Da habe ich Quatsch geschrieben, ich meine natürlich die Rechnung. Wenn die Rechnung kommt ist die Widerrufsfrist in aller Regel noch nicht gestartet weil die Belehrungen Schrott sind. Schrottbelehrung= kein Fristbeginn.

Die Anbieter fordern keine zeitanteilige Entlohnung sondern immer die volle Summe z.B. mit der abwegigen Behauptung, dass nach Nutzung kein Widerruf mehr möglich sei.


----------



## laravandenberg (1 Februar 2010)

*AW: Wie schnell ...*

Na, gut! Das werde ich ausprobieren. Ich melde mich diese Woche mal an und werde es mal testen. Bei Opendownload stand ja lange, ....ich verzichte auf mein Widerrufsrecht. Bei Top-Of, soll ja Widerruf möglich sein. Im Forum haben ja welche dargelegt, dass sie Widerspruch eingelegt haben und er wurde auch angenommen.  Jetzt will ich mal ausprobieren, *wie sie wirklich *reagieren. 1 x ohne Inanspruchnahme von Leistungen und einmal mit Inanspruchnahme von Leistungen.
Ja, das ,...kein Widerruf mehr möglich.... , ist umschrieben und für mich "nicht verständlich" bei der Widerrufsbelehrung dargestellt. Ich will jetzt mal eindeutig wissen, wie die Reaktion ist und das geht nur, wenn ich mich  mal unter verschiedenen Accounts 2 x anmelde.


----------



## Unregistriert (1 Februar 2010)

*AW: Wie schnell ...*

Hi Lara (darf ich hoffentlich so sagen, wenn nein korrigier mich)

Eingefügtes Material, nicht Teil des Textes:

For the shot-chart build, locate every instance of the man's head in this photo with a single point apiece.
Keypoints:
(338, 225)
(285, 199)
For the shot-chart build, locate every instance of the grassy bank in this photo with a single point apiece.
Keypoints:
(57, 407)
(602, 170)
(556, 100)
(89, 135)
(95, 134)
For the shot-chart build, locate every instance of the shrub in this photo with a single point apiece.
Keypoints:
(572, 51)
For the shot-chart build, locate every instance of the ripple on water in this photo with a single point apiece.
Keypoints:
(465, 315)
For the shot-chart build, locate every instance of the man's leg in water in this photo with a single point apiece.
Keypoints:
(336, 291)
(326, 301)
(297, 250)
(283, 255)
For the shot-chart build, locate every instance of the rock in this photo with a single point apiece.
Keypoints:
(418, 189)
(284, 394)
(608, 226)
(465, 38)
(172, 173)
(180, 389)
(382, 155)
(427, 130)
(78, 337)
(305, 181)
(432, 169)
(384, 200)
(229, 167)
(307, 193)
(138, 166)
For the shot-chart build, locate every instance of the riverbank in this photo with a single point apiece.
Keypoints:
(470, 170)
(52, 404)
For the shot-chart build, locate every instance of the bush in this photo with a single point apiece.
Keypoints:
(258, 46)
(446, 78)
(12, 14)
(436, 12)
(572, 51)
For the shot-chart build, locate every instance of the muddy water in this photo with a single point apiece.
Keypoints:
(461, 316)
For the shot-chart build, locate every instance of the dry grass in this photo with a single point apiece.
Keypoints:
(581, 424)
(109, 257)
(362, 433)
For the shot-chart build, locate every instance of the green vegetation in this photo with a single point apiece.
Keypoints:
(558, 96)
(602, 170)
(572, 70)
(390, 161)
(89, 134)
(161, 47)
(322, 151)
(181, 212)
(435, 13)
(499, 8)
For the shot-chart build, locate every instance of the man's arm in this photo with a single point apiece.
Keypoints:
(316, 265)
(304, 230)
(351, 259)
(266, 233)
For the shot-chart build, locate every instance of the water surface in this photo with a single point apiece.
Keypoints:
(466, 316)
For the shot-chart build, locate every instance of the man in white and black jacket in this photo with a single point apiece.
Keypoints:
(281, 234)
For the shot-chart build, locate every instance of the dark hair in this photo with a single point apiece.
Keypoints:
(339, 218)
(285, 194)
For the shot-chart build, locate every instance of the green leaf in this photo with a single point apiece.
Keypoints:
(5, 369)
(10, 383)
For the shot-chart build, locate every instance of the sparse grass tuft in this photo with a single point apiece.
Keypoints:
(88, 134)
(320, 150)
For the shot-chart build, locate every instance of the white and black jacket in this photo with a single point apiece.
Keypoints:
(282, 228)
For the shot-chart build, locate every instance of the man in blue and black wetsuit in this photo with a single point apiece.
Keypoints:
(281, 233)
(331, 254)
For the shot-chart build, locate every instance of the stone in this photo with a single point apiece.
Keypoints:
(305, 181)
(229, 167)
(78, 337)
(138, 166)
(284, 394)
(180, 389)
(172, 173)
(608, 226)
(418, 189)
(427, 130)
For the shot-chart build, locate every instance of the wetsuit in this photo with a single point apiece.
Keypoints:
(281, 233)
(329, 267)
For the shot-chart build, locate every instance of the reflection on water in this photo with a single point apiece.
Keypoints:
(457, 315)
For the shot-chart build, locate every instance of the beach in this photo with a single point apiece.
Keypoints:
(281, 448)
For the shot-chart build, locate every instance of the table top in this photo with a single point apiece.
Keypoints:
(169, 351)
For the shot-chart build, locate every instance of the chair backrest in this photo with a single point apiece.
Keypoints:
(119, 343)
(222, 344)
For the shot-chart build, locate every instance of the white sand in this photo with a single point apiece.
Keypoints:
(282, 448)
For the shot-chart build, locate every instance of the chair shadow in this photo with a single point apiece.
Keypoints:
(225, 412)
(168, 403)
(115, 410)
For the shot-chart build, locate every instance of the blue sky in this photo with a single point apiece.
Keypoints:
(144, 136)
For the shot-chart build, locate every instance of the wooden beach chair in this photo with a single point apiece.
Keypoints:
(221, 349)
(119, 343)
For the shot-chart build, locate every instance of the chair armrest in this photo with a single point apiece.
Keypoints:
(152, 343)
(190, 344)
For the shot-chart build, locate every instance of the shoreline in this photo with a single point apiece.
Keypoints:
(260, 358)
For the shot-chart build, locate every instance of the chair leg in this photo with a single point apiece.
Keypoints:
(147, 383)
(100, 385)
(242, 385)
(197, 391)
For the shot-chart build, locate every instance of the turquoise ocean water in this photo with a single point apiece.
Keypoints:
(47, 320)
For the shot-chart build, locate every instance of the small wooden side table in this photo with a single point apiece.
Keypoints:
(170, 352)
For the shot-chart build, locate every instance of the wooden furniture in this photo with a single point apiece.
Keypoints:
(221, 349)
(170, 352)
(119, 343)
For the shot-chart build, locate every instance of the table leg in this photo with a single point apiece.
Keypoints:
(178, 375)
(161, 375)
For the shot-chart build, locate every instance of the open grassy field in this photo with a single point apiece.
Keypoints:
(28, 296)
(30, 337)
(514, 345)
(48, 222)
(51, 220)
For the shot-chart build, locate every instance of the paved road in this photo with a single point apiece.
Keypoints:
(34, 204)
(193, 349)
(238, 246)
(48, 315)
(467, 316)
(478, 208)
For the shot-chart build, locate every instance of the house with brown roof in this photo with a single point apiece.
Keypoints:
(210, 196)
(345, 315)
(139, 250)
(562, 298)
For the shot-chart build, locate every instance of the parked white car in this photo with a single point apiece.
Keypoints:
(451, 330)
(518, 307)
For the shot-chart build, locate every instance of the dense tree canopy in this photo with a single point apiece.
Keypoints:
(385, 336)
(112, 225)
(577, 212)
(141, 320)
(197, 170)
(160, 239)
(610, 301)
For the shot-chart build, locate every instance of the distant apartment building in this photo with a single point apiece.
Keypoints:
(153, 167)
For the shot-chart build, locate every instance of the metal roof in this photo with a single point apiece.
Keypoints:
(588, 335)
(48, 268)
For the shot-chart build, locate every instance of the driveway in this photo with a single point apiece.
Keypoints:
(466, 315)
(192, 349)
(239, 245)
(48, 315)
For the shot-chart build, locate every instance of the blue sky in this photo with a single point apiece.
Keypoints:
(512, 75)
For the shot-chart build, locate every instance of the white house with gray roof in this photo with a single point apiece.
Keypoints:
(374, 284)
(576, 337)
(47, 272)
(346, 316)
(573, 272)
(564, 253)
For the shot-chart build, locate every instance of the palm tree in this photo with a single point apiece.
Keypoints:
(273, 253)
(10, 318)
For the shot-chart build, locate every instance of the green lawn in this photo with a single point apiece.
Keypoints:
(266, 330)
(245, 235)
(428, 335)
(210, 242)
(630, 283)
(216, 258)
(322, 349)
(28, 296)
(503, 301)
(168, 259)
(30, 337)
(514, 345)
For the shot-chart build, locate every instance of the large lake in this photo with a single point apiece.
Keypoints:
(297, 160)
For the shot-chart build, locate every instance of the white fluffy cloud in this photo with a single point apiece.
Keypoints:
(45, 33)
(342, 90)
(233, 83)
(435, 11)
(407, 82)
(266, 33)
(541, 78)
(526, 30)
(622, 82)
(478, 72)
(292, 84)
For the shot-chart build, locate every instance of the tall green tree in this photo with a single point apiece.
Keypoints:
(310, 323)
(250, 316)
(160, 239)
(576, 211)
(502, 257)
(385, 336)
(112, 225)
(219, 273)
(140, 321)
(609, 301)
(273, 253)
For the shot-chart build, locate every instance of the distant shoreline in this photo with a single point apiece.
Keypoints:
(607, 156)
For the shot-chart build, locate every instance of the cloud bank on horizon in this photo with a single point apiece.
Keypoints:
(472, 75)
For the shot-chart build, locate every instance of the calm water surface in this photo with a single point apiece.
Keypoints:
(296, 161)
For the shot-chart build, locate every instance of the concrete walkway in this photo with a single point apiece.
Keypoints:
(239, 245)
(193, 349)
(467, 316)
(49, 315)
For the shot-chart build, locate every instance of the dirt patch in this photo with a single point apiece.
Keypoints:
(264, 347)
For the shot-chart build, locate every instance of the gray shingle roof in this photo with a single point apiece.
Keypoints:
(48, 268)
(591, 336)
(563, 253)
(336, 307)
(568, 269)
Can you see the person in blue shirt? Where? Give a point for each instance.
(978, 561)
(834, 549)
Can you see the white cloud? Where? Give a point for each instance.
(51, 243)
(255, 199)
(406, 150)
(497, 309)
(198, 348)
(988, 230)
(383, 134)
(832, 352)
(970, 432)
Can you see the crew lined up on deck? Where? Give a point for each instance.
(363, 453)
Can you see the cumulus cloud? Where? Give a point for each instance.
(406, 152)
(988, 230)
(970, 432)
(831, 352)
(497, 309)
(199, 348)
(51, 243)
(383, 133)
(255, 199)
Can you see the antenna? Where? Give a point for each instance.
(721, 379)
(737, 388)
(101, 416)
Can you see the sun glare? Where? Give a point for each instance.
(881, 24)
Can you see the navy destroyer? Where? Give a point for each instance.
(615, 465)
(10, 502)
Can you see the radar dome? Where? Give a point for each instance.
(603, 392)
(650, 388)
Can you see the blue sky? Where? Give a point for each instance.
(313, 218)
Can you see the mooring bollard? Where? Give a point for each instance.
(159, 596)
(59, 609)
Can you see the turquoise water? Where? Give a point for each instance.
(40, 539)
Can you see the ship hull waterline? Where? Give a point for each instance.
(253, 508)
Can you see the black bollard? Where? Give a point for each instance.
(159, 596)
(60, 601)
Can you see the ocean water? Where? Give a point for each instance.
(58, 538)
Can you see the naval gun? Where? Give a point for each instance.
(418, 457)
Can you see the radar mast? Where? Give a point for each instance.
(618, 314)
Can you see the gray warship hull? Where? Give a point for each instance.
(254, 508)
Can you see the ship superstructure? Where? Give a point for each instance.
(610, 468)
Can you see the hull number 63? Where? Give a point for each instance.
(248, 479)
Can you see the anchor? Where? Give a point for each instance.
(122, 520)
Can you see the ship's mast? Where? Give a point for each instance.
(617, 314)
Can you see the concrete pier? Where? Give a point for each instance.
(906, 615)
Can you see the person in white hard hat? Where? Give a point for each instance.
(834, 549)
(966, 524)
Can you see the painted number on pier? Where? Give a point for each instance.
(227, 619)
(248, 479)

Du hast vlt. ein Problem. Du kommst mit einer IP, die von dem "Einwahlautomaten" als ausländische IP erkannt wird und somit wirst Du nicht reingelassen. Mir geht es inzwischen ebenso, da meine IP aus den USA oder von meinem Arbeitgeber stammt. Früher hiess es immer bei einer Anmeldung "Wir haben Ihre IP gespeichert AOL-Proxy2  225.xxx.xx.xxx oder AOL ProxyX XXX.XXX.XX.XXX 

Die Technik ist weiter fortgeschritten und ich kann mir denken, dass auch die Abofallensteller mit der Zeit gehen und Vorkehrungen getroffen haben, dass sich keiner einloggen kann, den man nicht abzocken kann, der ja wirklich Leistung ohne Kohle verlangen könnte, wie DU oder ich.

Grüsse Klaus


----------



## jupp11 (1 Februar 2010)

*AW: Wie schnell ...*



Unregistriert schrieb:


> und ich kann mir denken, dass auch die Abofallensteller mit der Zeit gehen und Vorkehrungen getroffen haben, dass sich keiner einloggen kann, den man nicht abzocken kann, der ja wirklich Leistung ohne Kohle verlangen könnte,


Wie kommst du auf die   absurde Idee, dass die Nutzlosbetreiber ihre Erpressungsgelder
 tatsächlich rechtlich einfordern?

In vier Jahren haben sie es ein halbes  dutzendmal   bei im Millionenbereich
 Betroffener versucht und  sind in allen Fällen auf die Fresse geflogen.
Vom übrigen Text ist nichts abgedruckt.